Ainsi, la zone de notre cerveau qui a évolué pour nous aider à rester motivés sur la base d’un système de récompense semble rétrécir au cours de la consommation de marijuana à long terme, et plus un consommateur commence jeune, plus le rétrécissement est important.
Mais, curieusement, l’équipe a également trouvé des preuves que le cerveau des consommateurs chroniques de marijuana avait compensé le rétrécissement de l’OFC en augmentant activement la connectivité entre les différentes zones du cerveau, et en augmentant l’intégrité structurelle du tissu cérébral. Ces augmentations apparaissent dès qu’une personne commence à consommer de la marijuana, et elles sont d’autant plus importantes que la consommation est importante. Jusqu’à un certain point.
Après environ six ou huit ans de consommation chronique de marijuana, cette connectivité accrue commence à décliner, laissant les utilisateurs à long terme avec un OFC rétréci et une connectivité à peine supérieure à la moyenne. Les résultats ont été publiés dans la revue Proceedings of the National Academy of Sciences.

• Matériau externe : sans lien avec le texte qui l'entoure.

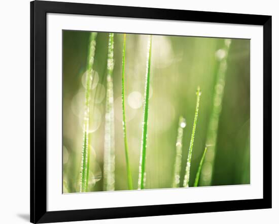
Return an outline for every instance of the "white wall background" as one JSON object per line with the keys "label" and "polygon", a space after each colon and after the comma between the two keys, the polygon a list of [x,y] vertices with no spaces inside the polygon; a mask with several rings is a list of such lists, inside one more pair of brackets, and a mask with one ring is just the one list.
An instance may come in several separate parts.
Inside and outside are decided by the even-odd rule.
{"label": "white wall background", "polygon": [[[0,223],[28,223],[29,206],[29,0],[0,3]],[[272,209],[77,222],[77,223],[276,223],[279,212],[279,6],[277,1],[247,0],[83,0],[108,5],[211,11],[272,16]]]}

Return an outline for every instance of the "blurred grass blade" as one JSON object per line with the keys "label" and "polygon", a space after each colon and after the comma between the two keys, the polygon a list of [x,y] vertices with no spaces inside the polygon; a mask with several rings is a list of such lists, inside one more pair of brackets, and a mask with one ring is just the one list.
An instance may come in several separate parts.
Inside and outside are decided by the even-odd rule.
{"label": "blurred grass blade", "polygon": [[144,118],[143,121],[143,131],[142,137],[142,146],[141,157],[140,158],[140,168],[138,171],[138,188],[144,189],[145,185],[145,164],[146,157],[146,147],[147,143],[147,127],[148,122],[148,107],[149,104],[149,88],[150,82],[150,64],[151,62],[151,46],[152,36],[149,36],[147,47],[147,62],[145,82],[145,92],[144,100]]}
{"label": "blurred grass blade", "polygon": [[200,176],[200,171],[201,171],[201,168],[202,167],[202,165],[203,164],[203,161],[204,160],[204,157],[205,157],[205,154],[206,153],[206,151],[207,150],[207,146],[206,146],[204,148],[204,151],[202,154],[202,156],[199,162],[199,165],[198,168],[198,171],[197,172],[197,174],[196,175],[196,179],[195,179],[195,183],[194,184],[194,186],[198,186],[198,183],[199,181],[199,177]]}
{"label": "blurred grass blade", "polygon": [[204,162],[211,167],[208,172],[203,172],[201,171],[200,182],[203,185],[211,185],[212,181],[213,168],[215,159],[216,147],[217,145],[217,133],[219,118],[222,111],[224,89],[225,85],[226,73],[227,72],[227,61],[230,46],[231,42],[230,39],[225,39],[223,49],[216,52],[216,57],[220,61],[219,68],[217,74],[216,82],[214,86],[212,109],[210,117],[210,121],[206,135],[207,145],[212,145],[210,155],[207,153]]}
{"label": "blurred grass blade", "polygon": [[113,71],[114,67],[114,34],[110,33],[108,52],[107,95],[104,124],[104,152],[103,162],[103,190],[114,190],[114,110]]}
{"label": "blurred grass blade", "polygon": [[175,162],[175,171],[172,180],[172,187],[179,187],[180,182],[180,171],[181,171],[181,159],[182,158],[182,140],[183,130],[186,126],[186,121],[182,116],[179,118],[178,135],[176,143],[176,156]]}
{"label": "blurred grass blade", "polygon": [[96,46],[96,33],[91,33],[89,37],[89,44],[87,56],[87,66],[86,69],[86,88],[85,90],[85,106],[83,118],[83,133],[82,151],[82,162],[81,168],[81,182],[80,192],[85,192],[88,188],[88,177],[87,171],[89,169],[88,163],[88,142],[89,115],[90,108],[90,96],[91,85],[93,80],[93,64],[95,55]]}
{"label": "blurred grass blade", "polygon": [[198,87],[196,92],[197,102],[196,104],[196,111],[195,112],[195,117],[194,118],[194,124],[193,125],[193,130],[192,130],[192,135],[191,136],[191,141],[190,142],[190,148],[187,158],[187,163],[186,164],[186,169],[185,176],[184,177],[184,181],[183,182],[183,186],[187,187],[189,186],[189,180],[190,179],[190,168],[191,167],[191,159],[192,158],[192,152],[193,151],[193,146],[194,145],[194,140],[195,139],[195,132],[196,131],[196,126],[198,120],[198,114],[199,107],[199,100],[201,92]]}
{"label": "blurred grass blade", "polygon": [[125,147],[125,156],[126,158],[126,169],[127,170],[127,176],[128,178],[128,187],[129,190],[133,189],[133,182],[132,175],[130,169],[130,162],[129,161],[129,150],[127,141],[127,132],[126,131],[126,115],[125,110],[125,57],[126,54],[126,34],[123,35],[123,48],[122,56],[122,114],[123,114],[123,129],[124,137],[124,144]]}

“Jusqu’à présent, les études existantes sur les effets à long terme de la marijuana sur les structures cérébrales ont été largement non concluantes en raison des limitations des méthodologies”, a déclaré Filbey. “Bien que notre étude ne permette pas de déterminer de manière concluante si tout ou partie des changements cérébraux sont une conséquence directe de la consommation de marijuana, ces effets suggèrent que ces changements sont liés à l’âge du début de la consommation et à sa durée.”

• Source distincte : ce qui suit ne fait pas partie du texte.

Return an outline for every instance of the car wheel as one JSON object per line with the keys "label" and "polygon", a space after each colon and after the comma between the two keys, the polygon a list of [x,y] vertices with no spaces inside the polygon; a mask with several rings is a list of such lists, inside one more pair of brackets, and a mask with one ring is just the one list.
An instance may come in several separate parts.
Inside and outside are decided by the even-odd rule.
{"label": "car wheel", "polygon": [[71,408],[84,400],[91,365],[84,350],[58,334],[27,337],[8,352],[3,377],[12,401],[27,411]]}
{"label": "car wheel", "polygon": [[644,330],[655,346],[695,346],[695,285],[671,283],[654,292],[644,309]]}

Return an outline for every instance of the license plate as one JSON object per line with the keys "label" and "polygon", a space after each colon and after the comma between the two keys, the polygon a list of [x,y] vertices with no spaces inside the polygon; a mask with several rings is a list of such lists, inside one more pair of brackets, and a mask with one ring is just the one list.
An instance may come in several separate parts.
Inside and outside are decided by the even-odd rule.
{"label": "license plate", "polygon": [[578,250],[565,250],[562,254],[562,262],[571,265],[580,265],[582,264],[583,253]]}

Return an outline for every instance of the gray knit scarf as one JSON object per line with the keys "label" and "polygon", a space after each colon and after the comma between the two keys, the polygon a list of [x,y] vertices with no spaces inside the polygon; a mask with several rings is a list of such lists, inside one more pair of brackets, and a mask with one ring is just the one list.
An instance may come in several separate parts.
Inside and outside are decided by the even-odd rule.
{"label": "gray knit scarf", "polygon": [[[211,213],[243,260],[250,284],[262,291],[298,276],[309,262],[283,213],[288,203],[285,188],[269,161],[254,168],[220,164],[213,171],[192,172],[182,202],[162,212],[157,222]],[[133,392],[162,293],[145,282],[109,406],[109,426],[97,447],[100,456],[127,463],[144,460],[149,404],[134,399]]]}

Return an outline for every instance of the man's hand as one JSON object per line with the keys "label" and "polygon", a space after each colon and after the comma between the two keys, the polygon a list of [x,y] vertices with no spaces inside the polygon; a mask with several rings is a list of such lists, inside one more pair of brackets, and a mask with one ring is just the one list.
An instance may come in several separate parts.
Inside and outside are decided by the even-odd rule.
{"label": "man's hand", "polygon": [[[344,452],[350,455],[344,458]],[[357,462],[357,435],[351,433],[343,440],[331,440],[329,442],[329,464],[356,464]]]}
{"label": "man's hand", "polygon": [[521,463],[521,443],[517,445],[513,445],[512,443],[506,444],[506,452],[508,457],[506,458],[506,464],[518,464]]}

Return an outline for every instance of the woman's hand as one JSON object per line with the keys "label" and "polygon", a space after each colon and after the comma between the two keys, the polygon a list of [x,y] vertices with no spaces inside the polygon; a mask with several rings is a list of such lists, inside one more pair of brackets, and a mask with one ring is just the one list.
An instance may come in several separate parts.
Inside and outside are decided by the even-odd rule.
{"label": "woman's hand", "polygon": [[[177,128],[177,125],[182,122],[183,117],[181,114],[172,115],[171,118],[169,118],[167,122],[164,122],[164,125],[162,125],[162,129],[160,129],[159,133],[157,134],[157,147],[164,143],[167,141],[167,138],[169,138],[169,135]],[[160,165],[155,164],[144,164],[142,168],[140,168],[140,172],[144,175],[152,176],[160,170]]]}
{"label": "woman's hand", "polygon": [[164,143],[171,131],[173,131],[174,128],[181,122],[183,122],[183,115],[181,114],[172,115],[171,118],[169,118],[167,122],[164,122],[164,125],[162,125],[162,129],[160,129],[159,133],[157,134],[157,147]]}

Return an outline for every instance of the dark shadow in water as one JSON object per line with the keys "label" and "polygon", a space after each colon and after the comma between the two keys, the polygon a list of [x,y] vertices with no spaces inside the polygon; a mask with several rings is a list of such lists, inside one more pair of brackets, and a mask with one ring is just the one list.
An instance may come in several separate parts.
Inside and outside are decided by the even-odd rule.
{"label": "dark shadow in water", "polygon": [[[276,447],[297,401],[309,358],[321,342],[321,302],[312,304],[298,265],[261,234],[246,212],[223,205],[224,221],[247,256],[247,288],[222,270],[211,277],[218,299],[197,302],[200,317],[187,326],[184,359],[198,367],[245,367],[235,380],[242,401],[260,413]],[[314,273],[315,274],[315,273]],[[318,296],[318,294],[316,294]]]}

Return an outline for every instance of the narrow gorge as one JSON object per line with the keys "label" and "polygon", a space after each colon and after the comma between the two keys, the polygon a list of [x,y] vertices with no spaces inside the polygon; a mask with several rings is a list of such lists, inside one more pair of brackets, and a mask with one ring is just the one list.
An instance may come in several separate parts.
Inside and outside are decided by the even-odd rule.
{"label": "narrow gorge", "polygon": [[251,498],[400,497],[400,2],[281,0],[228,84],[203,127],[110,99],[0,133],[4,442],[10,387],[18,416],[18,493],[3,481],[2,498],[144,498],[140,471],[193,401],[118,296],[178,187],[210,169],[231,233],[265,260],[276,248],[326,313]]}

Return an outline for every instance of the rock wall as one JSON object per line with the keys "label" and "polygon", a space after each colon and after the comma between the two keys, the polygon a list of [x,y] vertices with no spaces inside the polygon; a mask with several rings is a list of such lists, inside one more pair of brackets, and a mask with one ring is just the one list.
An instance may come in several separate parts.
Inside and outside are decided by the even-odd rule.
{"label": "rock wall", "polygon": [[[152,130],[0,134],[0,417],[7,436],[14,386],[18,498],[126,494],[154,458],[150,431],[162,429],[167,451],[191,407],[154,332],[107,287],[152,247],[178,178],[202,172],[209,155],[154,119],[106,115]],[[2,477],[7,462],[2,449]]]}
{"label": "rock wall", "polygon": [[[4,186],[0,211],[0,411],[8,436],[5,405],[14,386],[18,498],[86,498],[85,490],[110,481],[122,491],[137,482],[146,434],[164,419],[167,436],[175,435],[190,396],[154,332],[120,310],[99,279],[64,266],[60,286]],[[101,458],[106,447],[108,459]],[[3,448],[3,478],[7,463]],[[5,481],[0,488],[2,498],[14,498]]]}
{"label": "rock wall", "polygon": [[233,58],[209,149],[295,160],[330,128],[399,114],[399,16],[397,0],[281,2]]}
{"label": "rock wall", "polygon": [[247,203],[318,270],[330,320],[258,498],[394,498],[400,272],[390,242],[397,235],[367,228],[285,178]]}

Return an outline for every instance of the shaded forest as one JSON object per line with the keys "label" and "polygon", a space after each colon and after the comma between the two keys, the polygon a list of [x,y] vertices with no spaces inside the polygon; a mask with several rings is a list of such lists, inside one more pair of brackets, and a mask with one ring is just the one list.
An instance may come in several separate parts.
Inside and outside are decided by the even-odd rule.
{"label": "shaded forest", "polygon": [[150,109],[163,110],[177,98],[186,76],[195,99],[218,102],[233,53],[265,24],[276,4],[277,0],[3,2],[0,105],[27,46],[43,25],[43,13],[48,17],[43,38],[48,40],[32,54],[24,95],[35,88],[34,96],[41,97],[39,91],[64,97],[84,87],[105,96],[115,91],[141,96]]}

Fait important, comme l’explique Phillip au Washington Post, il n’y a jusqu’à présent aucune preuve suggérant un lien entre l’intégrité structurelle de l’OFC et certains comportements humains. “Et il est possible que le petit cortex orbitofrontal observé chez les consommateurs de marijuana soit antérieur à leur consommation de marijuana”, explique Phillip. “Une étude de 2012 a révélé qu’un plus petit volume du cortex frontal orbital à l’âge de 12 ans semblait prédire l’initiation à la consommation de marijuana plus tard dans la vie.”
Donc, une fois de plus, nous nous retrouvons avec une étude inclusive, mais ce que nous pouvons dire, c’est que, au moins dans les premiers jours de consommation, tout dommage causé semble être compensé par le cerveau humain incroyablement adaptable – en particulier si vous commencez jeune.